Folk singer Llewyn Davis (Oscar Isaac) is having a bad week. A really bad week. The Coen brothers’ latest film opens with the title character giving an excellent performance of a moving, traditional folk ballad at a coffeehouse, and then immediately getting the shit kicked out of him in an alley.
It’s a really nasty shit-kicking, too, polished off with genuine spite.
That’s just the beginning, however. Davis is broke. He’s homeless. He drifts from couch to couch across Manhattan living on the kindness of strangers. His debut solo record isn’t selling. A sometime lover needs money for an abortion. And, to top it all off, he loses one of his patrons’ pet cat.
That cat—or, more specifically, a series of orange tabby cats—proves, oddly enough, to be the second most important character in the picture. The cat’s an almost mystical figure—shades of A Serious Man—appearing at various points through the story, haunting Davis.
Inside Llewyn Davis is, on the surface, in the manner of earlier Coen films A Serious Man and Barton Fink, in which a hapless Job-like protagonist suffers an increasingly apocalyptic series of disasters courtesy of fate, God or (to the filmmakers’ critics) the mean-spiritedness of the Coens themselves. The difference here is that, unlike Barton Fink, there’s a real sense that Llewyn Davis doesn’t deserve all this crap; that, unlike Larry Gopnik, he has a real chance to learn from his calamities; and that, just maybe, his fate isn’t cosmically personal. The film has a specific historical context—New York City in February 1961—that lends credence to the last possibility.

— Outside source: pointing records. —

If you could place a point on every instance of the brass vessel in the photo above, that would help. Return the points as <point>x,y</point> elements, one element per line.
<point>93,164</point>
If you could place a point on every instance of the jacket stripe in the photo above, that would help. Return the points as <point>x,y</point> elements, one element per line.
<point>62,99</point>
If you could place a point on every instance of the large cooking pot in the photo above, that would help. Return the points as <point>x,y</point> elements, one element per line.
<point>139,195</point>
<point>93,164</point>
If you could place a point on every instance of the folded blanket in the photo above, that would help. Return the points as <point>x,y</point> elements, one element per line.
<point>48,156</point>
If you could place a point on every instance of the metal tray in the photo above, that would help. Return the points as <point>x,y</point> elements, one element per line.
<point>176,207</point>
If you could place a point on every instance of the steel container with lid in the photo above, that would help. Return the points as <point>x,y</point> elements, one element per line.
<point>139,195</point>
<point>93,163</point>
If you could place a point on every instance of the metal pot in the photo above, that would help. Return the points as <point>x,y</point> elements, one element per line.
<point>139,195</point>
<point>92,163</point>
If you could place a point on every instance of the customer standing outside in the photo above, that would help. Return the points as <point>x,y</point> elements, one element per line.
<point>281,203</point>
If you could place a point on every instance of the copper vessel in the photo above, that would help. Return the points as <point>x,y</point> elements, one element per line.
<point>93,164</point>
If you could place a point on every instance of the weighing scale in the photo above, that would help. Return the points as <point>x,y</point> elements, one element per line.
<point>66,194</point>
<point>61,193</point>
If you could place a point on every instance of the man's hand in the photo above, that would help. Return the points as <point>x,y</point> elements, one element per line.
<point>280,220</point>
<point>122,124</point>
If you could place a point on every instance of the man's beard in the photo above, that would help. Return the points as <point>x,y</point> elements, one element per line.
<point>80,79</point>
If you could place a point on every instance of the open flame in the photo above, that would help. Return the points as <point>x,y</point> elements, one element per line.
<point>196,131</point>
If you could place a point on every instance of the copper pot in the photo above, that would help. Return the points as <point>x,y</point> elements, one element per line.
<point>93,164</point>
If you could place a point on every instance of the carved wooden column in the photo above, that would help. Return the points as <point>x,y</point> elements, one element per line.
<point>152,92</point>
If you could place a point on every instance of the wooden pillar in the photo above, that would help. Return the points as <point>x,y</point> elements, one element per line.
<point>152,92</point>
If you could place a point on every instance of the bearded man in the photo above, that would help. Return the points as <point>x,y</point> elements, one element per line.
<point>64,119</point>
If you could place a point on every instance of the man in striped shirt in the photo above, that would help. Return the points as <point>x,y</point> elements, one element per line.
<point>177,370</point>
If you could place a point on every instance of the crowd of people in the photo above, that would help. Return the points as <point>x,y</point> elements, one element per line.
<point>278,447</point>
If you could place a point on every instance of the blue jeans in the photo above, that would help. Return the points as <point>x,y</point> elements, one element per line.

Isaac is terrific as Davis: ambitious, desperate, ego-driven and haunted by his failures. And he can sing. (After giving terrific performances in stuff like Sucker Punch, this role is a real breakthrough for Isaac.) Carey Mulligan is amusingly pissed-off as one half of a folk duo with a grinningly eager Justin Timberlake; F. Murray Abraham is imposing and direct as the Albert Grossman-type impresario who gives Davis the final verdict on his career prospects; and John Goodman is hilarious as a junkie jazz musician who drips contempt for folkies like Davis with every syllable. And then there’s the re-creation of 1961 Greenwich Village: It’s the cover of The Freewheelin’ Bob Dylan come to life in all it’s gray, gritty, romantic glory, and an important character in the drama.
There’s no shortage of that trademark Coen comedy, either: When Davis visits his father in a nursing home and sings the old man’s favorite ballad, dad shits himself. But the filmmakers don’t shit on Llewyn Davis, and that’s something.